NORTH RIDGEVILLE — If voters approve a $58.1 million bond issue Tuesday to build a new middle school, it could be the beginning of a sweeping change for the city and lead to a long-discussed project that would give the community its first-ever downtown feel.
“We have a real opportunity to improve not only the schools, but traffic conditions, and development at that corner,” Mayor David Gillock said as the city released a conceptual drawing of what the intersection of state Routes 83 (Avon Belden Road) and U.S. Route 20 (Center Ridge Road) could look like in the near future.
“We need to get this done,” Gillock said. “It’s time we joined the 21st century.
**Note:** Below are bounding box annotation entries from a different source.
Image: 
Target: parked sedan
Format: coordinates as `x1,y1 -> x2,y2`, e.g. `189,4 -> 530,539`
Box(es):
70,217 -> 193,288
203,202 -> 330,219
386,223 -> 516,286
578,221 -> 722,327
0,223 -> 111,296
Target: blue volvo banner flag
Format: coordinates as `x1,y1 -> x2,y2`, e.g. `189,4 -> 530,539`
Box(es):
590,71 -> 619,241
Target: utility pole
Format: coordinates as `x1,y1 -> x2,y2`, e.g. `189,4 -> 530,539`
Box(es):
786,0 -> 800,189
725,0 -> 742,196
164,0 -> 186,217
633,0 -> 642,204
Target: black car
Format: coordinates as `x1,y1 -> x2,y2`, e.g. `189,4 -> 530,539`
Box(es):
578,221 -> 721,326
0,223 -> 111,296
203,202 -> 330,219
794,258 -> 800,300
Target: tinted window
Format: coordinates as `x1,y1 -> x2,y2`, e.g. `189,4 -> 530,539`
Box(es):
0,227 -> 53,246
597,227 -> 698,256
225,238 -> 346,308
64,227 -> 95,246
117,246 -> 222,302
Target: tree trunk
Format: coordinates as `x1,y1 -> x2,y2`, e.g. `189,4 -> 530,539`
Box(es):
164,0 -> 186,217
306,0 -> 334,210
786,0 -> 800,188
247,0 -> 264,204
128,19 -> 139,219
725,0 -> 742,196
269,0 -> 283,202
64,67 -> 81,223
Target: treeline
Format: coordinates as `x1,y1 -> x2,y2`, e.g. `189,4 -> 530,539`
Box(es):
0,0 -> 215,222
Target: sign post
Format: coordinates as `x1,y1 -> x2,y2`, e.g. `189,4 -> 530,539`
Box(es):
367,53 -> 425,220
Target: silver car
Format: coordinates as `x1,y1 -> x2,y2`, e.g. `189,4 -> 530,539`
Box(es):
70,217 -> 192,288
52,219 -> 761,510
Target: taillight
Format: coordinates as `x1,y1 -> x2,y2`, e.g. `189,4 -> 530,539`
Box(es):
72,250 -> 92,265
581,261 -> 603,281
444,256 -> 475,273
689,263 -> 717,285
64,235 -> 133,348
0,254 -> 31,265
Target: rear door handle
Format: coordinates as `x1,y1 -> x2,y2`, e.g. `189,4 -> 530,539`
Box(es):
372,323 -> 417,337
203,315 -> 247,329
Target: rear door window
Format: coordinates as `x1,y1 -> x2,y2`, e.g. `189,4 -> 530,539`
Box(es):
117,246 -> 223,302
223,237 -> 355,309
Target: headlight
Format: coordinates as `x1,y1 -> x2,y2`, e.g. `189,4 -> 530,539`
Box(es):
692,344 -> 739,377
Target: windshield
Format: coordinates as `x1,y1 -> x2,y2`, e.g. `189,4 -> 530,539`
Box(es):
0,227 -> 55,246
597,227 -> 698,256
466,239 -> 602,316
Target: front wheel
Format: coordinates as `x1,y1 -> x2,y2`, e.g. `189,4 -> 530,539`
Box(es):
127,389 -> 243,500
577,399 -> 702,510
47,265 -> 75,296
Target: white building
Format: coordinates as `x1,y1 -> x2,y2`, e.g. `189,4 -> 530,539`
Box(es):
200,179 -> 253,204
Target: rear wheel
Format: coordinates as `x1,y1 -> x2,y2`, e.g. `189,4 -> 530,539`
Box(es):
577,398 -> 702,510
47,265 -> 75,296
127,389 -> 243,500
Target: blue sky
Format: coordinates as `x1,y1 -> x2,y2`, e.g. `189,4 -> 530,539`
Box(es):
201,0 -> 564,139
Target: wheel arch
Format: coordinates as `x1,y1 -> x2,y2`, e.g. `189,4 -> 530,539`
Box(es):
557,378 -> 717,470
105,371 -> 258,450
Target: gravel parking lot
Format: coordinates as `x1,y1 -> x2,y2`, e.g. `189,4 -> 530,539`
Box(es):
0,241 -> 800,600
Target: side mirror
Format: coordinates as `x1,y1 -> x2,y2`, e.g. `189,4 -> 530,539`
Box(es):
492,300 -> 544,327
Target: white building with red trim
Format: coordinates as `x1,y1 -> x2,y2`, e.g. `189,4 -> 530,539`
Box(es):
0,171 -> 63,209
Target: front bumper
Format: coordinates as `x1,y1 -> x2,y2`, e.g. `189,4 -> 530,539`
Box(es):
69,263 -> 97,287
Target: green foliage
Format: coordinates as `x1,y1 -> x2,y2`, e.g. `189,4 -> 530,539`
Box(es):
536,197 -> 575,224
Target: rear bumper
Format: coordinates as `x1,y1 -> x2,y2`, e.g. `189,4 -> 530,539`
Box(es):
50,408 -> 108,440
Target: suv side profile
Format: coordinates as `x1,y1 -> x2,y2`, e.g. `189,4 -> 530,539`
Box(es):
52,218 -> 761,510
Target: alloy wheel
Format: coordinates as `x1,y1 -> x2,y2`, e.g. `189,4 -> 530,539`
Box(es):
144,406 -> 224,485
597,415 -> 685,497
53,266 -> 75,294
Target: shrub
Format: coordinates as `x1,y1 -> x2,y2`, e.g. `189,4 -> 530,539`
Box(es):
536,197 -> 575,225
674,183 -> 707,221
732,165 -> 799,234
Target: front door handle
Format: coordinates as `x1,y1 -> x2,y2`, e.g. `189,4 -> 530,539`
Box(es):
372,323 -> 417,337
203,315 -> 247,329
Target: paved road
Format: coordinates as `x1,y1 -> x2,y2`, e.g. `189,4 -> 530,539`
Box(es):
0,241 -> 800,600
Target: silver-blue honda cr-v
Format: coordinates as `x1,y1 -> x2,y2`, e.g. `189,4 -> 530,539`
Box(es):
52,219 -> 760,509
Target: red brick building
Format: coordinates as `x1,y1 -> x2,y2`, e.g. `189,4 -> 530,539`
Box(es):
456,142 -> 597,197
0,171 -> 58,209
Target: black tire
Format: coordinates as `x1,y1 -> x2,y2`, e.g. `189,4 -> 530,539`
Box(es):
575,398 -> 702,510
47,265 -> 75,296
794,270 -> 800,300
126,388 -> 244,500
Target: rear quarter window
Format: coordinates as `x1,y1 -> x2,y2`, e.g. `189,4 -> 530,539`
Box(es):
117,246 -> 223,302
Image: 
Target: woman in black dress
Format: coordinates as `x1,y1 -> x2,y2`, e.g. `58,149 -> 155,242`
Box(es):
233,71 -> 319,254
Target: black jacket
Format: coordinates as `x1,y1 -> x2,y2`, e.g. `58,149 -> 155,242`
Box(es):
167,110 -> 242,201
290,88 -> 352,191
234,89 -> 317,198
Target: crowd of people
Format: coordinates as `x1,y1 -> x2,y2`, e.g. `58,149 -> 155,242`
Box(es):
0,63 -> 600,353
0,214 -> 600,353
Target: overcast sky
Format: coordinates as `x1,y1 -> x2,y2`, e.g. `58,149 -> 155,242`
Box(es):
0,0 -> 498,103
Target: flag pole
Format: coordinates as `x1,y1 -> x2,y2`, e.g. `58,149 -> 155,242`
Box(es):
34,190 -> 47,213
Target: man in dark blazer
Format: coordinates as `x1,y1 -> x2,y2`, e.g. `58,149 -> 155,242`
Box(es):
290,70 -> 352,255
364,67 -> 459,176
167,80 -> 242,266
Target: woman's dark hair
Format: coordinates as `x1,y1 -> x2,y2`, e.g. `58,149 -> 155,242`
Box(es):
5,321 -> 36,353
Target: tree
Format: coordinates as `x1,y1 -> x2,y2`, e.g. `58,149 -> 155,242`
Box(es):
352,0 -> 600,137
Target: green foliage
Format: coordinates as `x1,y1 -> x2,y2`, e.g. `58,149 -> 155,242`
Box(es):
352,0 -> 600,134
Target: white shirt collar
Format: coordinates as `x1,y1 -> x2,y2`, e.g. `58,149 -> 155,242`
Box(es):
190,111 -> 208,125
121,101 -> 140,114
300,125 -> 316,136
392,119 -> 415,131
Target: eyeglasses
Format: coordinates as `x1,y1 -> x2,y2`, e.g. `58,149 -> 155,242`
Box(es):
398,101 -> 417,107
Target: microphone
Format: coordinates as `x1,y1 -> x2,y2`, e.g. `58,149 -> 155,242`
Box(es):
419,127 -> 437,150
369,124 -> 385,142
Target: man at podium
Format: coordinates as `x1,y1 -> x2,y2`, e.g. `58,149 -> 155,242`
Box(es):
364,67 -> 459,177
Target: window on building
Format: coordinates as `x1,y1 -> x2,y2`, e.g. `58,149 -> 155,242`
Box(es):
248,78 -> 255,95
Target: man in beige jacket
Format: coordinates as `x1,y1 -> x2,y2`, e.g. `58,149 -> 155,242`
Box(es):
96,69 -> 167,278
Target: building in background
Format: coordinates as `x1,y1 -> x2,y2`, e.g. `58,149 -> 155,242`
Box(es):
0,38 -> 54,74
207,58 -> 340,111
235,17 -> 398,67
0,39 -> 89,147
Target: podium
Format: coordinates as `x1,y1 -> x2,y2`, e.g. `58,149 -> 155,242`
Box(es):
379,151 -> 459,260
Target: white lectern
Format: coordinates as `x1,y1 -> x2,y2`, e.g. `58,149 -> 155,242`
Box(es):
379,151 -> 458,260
There’s no downfall here.”
Gillock’s comments echo those of North Ridgeville Schools Superintendent James Powell, who recently said a number of businesses have expressed interest in buying the middle school site for possible development, although he declined to name them.
“This could change the whole landscape in the next three to four years,” Gillock said. “We’ll have this prime corner that can be developed.”
Done by an area development firm that Gillock declined to name, the conceptual drawing envisions a retail area similar in appearance to the French Creek commercial area at the corner of Detroit Road and Route 83 in Avon.
Gillock termed the drawing a “potential” look the area long considered the unofficial center of town could have if voters say yes to the bond issue.
Plans call for the current middle school built in 1923 to be torn down, along with a small office building and a BP gas station at the corner of routes 83 and 20.
The demolitions would be paid for from the bond issue, and the Ohio School Facilities Commission has appropriated $8.9 million for a new school housing students in grades 3 to 8 that will ease crowding at the current middle school and two elementary buildings.
The new school would be built on school district-owned land adjacent to North Ridgeville High School.
Tearing down the existing school would clear the way for development of the 13-acre school property that includes the Rangers’ football stadium located behind the middle school. The stadium would come down and be replaced elsewhere.
Valued at $2.3 million, the school and stadium property is sizable enough to hold a major retail shopping area and townhouse-style apartments as well, according to Gillock.
Once the existing middle school and commercial structures are torn down, the city would invite developers such as Jacobs, Visconsi and Jacobs Co. and Carnegie Management and Development Corp., to draw up and submit proposals.
“That way we control our own destiny instead of selling the land off piecemeal to one person who wants to put up a business and another who wants to build something else,” Gillock said. “It would make the middle school property very viable.”